The classical hyperbola formula is ${x^2 \over a^2} - {y^2 \over b^2}=1$.
But if you integrate between the axes and the hyperbola you'll still get infinity.

Don't think I edited it, maybe I just posted at the same time as you.

Anyway, for approximation methods I have a few ideas, would any of them work? They are as follows:

- cut off the area above some point on the x and y-axis (say 10a)
- use a series expansion and take the limit of that instead of ln (you could have it approach 10a if necessary)
- integrate from some number sufficiently close to 0 instead of 0

Any thoughts?

If you cut of the area at some x and y, you get a finite value given by the natural logarithm.

If you make a series expansion instead of ln, you'll approximate the same result (if the series is convergent).

If you integrate from some number close to 0, you'll get a large value.
The closer the number is to 0, the closer the result is to infinity.

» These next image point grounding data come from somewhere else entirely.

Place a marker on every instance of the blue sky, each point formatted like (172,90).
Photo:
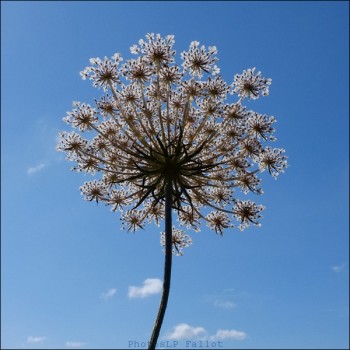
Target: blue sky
(67,267)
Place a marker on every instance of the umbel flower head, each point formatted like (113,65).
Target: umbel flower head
(158,123)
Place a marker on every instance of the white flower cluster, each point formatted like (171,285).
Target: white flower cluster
(159,123)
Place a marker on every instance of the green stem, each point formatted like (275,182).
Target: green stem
(167,267)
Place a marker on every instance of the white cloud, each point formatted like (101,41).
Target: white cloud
(150,286)
(338,268)
(35,169)
(109,294)
(74,344)
(185,331)
(32,339)
(229,334)
(224,304)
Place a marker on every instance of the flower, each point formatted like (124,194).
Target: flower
(161,123)
(250,85)
(180,240)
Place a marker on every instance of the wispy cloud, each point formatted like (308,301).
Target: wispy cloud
(35,169)
(74,344)
(150,286)
(229,334)
(224,304)
(33,340)
(185,331)
(109,294)
(338,268)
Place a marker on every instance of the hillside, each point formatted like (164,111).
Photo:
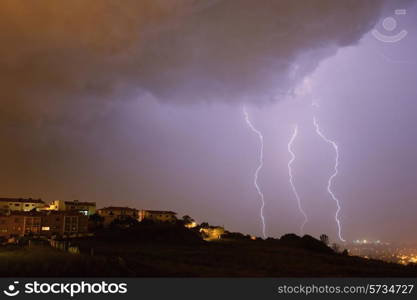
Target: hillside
(177,252)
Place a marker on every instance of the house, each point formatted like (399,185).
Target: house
(20,204)
(112,213)
(86,208)
(45,223)
(157,216)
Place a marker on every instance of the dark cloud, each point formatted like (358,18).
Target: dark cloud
(58,58)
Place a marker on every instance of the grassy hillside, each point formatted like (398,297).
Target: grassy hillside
(182,253)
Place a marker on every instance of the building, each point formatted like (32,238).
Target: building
(112,213)
(46,223)
(86,208)
(212,233)
(157,216)
(20,204)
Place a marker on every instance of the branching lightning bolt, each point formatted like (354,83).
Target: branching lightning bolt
(291,178)
(261,163)
(330,181)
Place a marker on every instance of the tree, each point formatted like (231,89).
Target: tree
(324,239)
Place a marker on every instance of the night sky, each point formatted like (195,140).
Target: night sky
(140,103)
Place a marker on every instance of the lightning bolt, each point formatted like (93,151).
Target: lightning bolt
(258,169)
(330,181)
(294,135)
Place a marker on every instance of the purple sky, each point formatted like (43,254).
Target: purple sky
(141,105)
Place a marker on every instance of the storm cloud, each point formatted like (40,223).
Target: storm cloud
(67,60)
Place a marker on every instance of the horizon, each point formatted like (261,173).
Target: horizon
(143,108)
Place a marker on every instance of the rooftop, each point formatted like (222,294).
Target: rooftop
(76,202)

Which of these do you think would provide the best approximation (How would you go about cutting off the area at x=10a, y=10a?) Would perturbation methods help at all with this? Also, how would I find the area under a different type of hyperbola (is there a method that works for all hyperbolas that aren't in the form xy=a)? Thanks for all your help.

I'm starting to feel I'm patronizing, which I don't want to do.
But the best approximation for a finite part of the area is the natural logarithm.

If you want to do it for a different hyperbola formula, first you need to define which part of the area you want to know, and then you can set up a formula for that part (as long as that part is finite).

If you want you can set it up in polar coordinates:
r=L/(1-e cos theta)
This is useful if you want to use Kepler's 2rd law, that says the area a mass sweeps per unit of time, is constant.

So if I were to cut of the area at the point 10a, the area would be approximately equal to ln(10a)?

joebohr said:
So if I were to cut of the area at the point 10a, the area would be approximately equal to ln(10a)?

If you were to cut the area given by the hyperbola xy=a, at x=10a and at y=10a, it will be:

1 + 2a ln(10a).

Thanks, that's exactly what I wanted! Just curious as to how you got this result though. Also, when you said "If you want you can set it up in polar coordinates:
r=L/(1-e cos theta)" what is L?

It starts with the integral from 1 to 10a from a/x dx.
This is the area between x=1 and x=10a, which is a ln(10a).

Due to symmetry this has the same area as the one betwee y=1 and y=10a.

Add the square block between 0 and 1, and you get 1 + 2a ln(10a).

L is the semi-latus rectum.
See for instance:
http://en.wikipedia.org/wiki/Conic_section

Great, thanks!